2, 24, 30, 37, 43, 50 and the bonus ball 5. The red balls are bouncing at the bottom of my television screen with the winning lottery numbers written in white. The expectant music rings as the optimisitic ‘voice of the balls’ announces tonight’s winning numbers.

I once saw a programme called ‘How to win the lottery’. A group of people were able to correctly predict the lottery numbers lead by a famous ‘Mentalist’. It involved using the so called “wisdom of crowds” phenomenon in which the belief is that the collective opinion of a group of individuals is better than that of a single expert. In the programme each individual was asked to predict what each number would be in that week’s lottery draw. They worked out what the average number was based on all the guesses. Conveniently it didn’t seem to work when they were allowed to buy a lottery ticket, but after several weeks of ‘practise’ and without the element of greed they were able to predict the correct numbers.

We just use the same numbers each week: a combination of birthdays and house numbers. If it was up to me we wouldn’t play. As far as I’m concerned that weekly £2 would make us more money saved in a high interest bank account, but as Pete always says, “It’s the only opportunity we’ll ever have of becoming millionaires. You’ve got to be in it to win it!” I roll my eyes at his repetition of the same catchphrase over and over again.

I’m sat curled up on the sofa having a quiet night in. Pete is on a work’s night out. He did actually ASK if he could go out, thinking that I might need him at home or might want his company… company?! No, you’re alright. The only company I need on a Saturday night is a glass of red wine and the remote control.

I haven’t changed channels. The numbers are still staring blankly at me and I seem to be staring into ‘space’.

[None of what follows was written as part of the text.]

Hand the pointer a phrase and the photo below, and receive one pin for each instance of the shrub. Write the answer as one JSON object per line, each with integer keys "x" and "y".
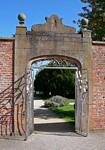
{"x": 55, "y": 101}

Who actually expects to win the lottery? As far as I could tell from that programme the only way of correctly predicting the numbers was by NOT buying a ticket. So they might have got the numbers right, but they didn’t actually WIN. Yet, here I am. Facing the reality that most people spend their lives dreaming about. My finger won’t bring itself to change channels as my eyes are fixed on the TV. I realise after a few seconds that I’ve forgotten to breathe. I suppose that’s perfectly normal when, for the first time in your life you discover that you’ve just won the lottery. I haven’t got the ticket in front of me, but I know the numbers are ours.

I’m not sure how much time has passed, but I’ve tried to call Pete about 200 times and sent him about the same number of text messages. Eventually I hear him fumbling at the front door trying to get the key in. Quickly I find the spare and open it for him.

“Did you get my messages?!” I ask frantically.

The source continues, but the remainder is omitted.